Proteomic studies of cell membrane proteins are hampered by their low abundance and the hydrophobic nature of the transmembrane domain 11. Standard proteomic approaches combining 1D or 2D polyacrylamide gel electrophoresis (PAGE) and mass spectrometry generally use strong chaotropic agents or strong detergents (traditionally SDS) to solubilize membrane proteins, which are ultimately poorly represented against highly abundant cytoplasmic proteins. A number of fractionation protocols have therefore been used to enrich for bacterial membrane proteins before identification by mass spectrometry 3.

Enrichment of membrane proteins is an obvious approach to significantly reduce sample complexity and improve the resolution of the bacterial membrane proteome. This is typically achieved by isolation of membranes following cell lysis and by differential centrifugation or precipitation with cold sodium carbonate. Sodium carbonate linearizes and precipitates membranes which then allows solubilization of peripheral and integral membrane proteins in detergents 3 which can then be separated using techniques, such as anion exchange chromatography 10, and 1D SDS/PAGE 12. While membrane enrichment reduces sample complexity, the associated downstream separation steps can still produce losses of poorly solubilized and/or highly hydrophobic membrane proteins. Proteins containing multiple transmembrane domains are particularly difficult to recover and are rarely identified, if at all 12. Accordingly, methods that reduce sample complexity without introducing sample‐hungry fractionation steps are highly desirable. Recently, the generation and isolation of transmembrane domain (TMD) peptides using membrane shaving have been shown to complement other membrane enrichment techniques 11, 12. Briefly, membrane shaving involves treating extracted membranes with proteinase K to digest exposed hydrophilic domains leaving behind only the membrane‐embedded domains which are then digested using chymotrypsin. The transmembrane domain (TMD) peptides are then separated and identified directly using mass spectrometry 11.

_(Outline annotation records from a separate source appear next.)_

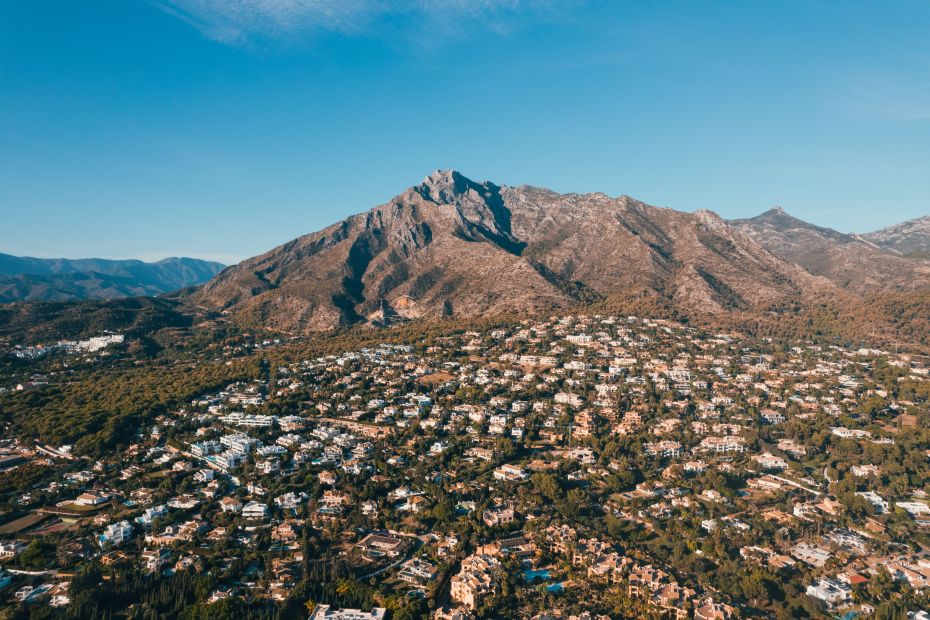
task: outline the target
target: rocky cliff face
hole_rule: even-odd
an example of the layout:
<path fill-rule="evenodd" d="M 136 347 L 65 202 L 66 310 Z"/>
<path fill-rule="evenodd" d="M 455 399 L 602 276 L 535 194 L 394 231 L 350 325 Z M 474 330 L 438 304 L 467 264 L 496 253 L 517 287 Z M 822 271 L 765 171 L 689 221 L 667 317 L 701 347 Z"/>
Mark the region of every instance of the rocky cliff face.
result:
<path fill-rule="evenodd" d="M 930 261 L 888 251 L 867 236 L 808 224 L 778 207 L 730 224 L 776 256 L 858 294 L 930 286 Z"/>
<path fill-rule="evenodd" d="M 930 215 L 876 230 L 863 237 L 906 256 L 930 258 Z"/>
<path fill-rule="evenodd" d="M 148 297 L 203 284 L 222 268 L 195 258 L 144 263 L 0 254 L 0 303 Z"/>
<path fill-rule="evenodd" d="M 386 204 L 227 268 L 193 301 L 306 332 L 642 294 L 715 313 L 843 293 L 709 211 L 439 171 Z"/>

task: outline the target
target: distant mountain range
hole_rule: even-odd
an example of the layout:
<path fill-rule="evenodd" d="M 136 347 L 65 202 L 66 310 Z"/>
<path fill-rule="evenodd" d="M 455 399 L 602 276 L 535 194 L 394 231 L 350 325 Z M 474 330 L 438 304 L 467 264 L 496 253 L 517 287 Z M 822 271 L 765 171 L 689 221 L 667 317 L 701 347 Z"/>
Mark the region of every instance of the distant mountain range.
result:
<path fill-rule="evenodd" d="M 193 259 L 46 261 L 0 255 L 0 299 L 155 295 L 0 310 L 83 333 L 221 313 L 301 334 L 357 324 L 553 310 L 667 316 L 760 335 L 884 339 L 930 350 L 930 217 L 865 235 L 779 208 L 724 220 L 628 196 L 559 194 L 437 171 L 369 211 L 222 268 Z M 91 305 L 87 305 L 91 304 Z M 6 314 L 4 314 L 4 312 Z"/>
<path fill-rule="evenodd" d="M 930 215 L 863 235 L 886 250 L 930 258 Z"/>
<path fill-rule="evenodd" d="M 887 229 L 871 241 L 780 209 L 728 222 L 437 171 L 386 204 L 224 270 L 192 300 L 291 333 L 643 299 L 685 315 L 777 321 L 930 290 L 930 261 L 880 242 L 919 252 L 915 231 L 924 230 Z"/>
<path fill-rule="evenodd" d="M 152 296 L 203 284 L 223 269 L 195 258 L 156 263 L 0 254 L 0 303 Z"/>

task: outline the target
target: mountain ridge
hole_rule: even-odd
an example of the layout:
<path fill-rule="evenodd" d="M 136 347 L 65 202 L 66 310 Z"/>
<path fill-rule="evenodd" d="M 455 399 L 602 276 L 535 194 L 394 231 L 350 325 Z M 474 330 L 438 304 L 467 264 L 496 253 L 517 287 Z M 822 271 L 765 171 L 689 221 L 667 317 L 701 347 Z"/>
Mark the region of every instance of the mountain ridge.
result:
<path fill-rule="evenodd" d="M 186 257 L 146 263 L 0 254 L 0 303 L 154 296 L 202 284 L 223 268 Z"/>
<path fill-rule="evenodd" d="M 653 293 L 711 313 L 845 294 L 710 211 L 436 171 L 387 203 L 227 268 L 192 297 L 301 333 L 376 323 L 386 306 L 405 319 L 472 317 Z"/>

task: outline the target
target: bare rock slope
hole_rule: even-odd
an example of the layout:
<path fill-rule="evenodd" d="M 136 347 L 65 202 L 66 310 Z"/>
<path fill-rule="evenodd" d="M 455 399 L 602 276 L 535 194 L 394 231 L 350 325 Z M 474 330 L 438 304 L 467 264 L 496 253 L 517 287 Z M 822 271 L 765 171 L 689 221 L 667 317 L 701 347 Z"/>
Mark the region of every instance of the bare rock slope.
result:
<path fill-rule="evenodd" d="M 299 333 L 644 294 L 726 313 L 844 292 L 709 211 L 437 171 L 386 204 L 225 269 L 192 301 Z"/>
<path fill-rule="evenodd" d="M 889 251 L 868 235 L 809 224 L 778 207 L 730 225 L 776 256 L 857 294 L 930 286 L 930 261 Z"/>

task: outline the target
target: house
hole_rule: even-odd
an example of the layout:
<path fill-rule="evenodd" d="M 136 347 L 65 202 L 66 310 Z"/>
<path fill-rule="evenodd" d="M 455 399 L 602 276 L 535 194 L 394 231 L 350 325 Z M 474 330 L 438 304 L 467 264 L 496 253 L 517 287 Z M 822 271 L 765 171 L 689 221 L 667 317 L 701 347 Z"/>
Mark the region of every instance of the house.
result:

Recently, Wolff et al. 12 compared 1D SDS/PAGE followed by LC‐MS/MS, strong cation exchange (SCX) chromatography followed by LC‐MS/MS, and membrane shaving followed by LC‐MS/MS analysis on Staphylococcus aureus. They identified 271 integral membrane proteins (IMPs) and found 1D SDS/PAGE and membrane shaving approaches to be highly complementary. Membrane shaving yielded almost exclusively IMPs (96.7%).

In this present study, we have adapted and combined the protocols used by Wolff et al. 12 with the aim of increasing the current resolution and identification of the membrane proteome of E. faecalis.

Materials and methods

Growth conditions

Enterococcus faecalis ATCC V583 strain was purchased from Cryosite (NSW, Australia) and maintained on Columbia blood agar (Oxoid, Melbourne, Australia) at 37 °C. Culture purity was periodically checked by culturing onto bile aesculin agar (Oxoid). About 1000 mL of sterile Todd Hewitt broth (THB) (Oxoid), was inoculated with 1 mL of an overnight broth and incubated at 37 °C for 3 days. Bacteria were harvested by centrifugation (6000 ), at 4 °C for 20 min. Cells were washed twice with saline (0.9% w/v) at 4 °C and cells were finally resuspended in 12 mL of ice cold saline. Cells were lysed by two passes (60 000 kPa) through a SLM Aminco French Press (Thermo Fisher, Waltham, MA, USA). Endogenous proteinase activity was controlled during lysis by the addition of 100 μL of bacterial protease inhibitor cocktail (Sigma, St. Louis, MO, USA). Nucleic acids were then degraded by the addition of deoxyribonuclease I (2000 Units), ribonuclease A (1000 Units), and MgCl2 (50 mm), and incubated on ice for 60 min. Intact cells were removed by centrifuging twice (8000 at 4 °C for 5 min) and removing the supernatant.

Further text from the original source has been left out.